Millions in loans to Chinese firms crippling UK steel: Company was handed £40m in deal to help it cut pollution

11 April 2016

Chinese firms accused of dumping steel that have led to the destruction of the British industry have been given loans by the European Investment Bank.

A loan of £40 million was made to one of the worst culprits of the practice, the Wuhan Iron & Steel Corporation – which has the Chinese communist government as its main shareholder.

Cheap steel imports, mainly from China, have brought the British steel industry to its knees, threatening to close the remaining operations.

It has been one of the main factors in the decision of Indian owners, Tata Group, to put its Port Talbot plant up for sale.

The European Commission has threatened to stop Wuhun from dumping steel by imposing tariffs of 36.6 per cent.

But EU bankers gave the firm a loan of £40 million five years ago to put towards a ‘Euro Combined Cycle Plant’ as part of a climate change deal.

The money is meant to go towards lower emission technology to reduce pollution and energy costs.

The Shaogang Songshan plant in Guangdong also received EU subsidies.

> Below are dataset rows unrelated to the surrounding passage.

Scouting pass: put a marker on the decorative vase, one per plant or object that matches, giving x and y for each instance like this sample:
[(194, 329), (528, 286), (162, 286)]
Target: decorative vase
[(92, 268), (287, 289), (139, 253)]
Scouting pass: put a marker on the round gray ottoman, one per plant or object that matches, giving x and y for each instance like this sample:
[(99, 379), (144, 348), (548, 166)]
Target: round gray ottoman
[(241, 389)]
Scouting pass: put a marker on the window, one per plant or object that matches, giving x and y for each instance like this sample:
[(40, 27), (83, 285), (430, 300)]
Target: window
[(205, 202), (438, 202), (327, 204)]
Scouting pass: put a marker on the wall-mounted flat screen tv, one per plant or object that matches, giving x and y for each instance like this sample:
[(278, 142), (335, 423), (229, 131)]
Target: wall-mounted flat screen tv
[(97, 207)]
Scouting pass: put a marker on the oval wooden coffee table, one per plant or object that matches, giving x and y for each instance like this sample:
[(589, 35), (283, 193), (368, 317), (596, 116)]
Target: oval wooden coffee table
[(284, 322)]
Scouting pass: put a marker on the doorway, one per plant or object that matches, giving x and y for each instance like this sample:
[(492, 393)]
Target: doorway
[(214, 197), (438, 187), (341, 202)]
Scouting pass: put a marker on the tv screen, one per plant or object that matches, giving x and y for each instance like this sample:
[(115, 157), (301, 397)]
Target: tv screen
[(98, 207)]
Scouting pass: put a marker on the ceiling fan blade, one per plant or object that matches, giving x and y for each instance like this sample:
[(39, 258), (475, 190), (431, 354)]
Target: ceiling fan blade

It got £30 billion in European Investment Bank funds to improve its energy efficiency in 2008.

Peter Lilley, a Eurosceptic Tory and the former Trade and Industry Secretary told the Sunday Express: ‘I never cease to be amazed by the capacity of self-harm by European institutions, particularly when they become embroiled in climate policy.

‘We are not allowed to employ non-commercial support to our own industry, yet the EU has been doing exactly that for China.’

Simon Boyd, director of Reid Steel and South-west chairman of the Eurosceptic group, Business for Britain, said: ‘This is insane. Already, thanks to our EU membership, we’ve lost control of our trade policy and lack any ability to support the competitiveness of our steel industry.

‘Now we learn that the EU has been making loans to state-owned Chinese steel makers, who are then able to sell below cost back into the EU and our UK government has been powerless to intervene as it should have done due to the EU state-aid rules.

‘We hand £350million a week to Brussels, that’s money we should spend on our priorities, not Chinese steel.’

Philip Hammond, the Foreign Secretary, has visited his Chinese counterpart in Beijing, Wang Yi, to discuss the crisis of steel dumping.

Mr Hammond said: ‘I urged China to accelerate its efforts to reduce levels of steel production.

He added: ‘The UK’s focus is on finding a long-term sustainable future for steel making at Port Talbot and across the UK, and I welcomed the potential interest of Chinese companies in investment in UK steel making.’

A deal to save one of Tata’s plants, in Scunthorpe, Lincolnshire, could be signed today.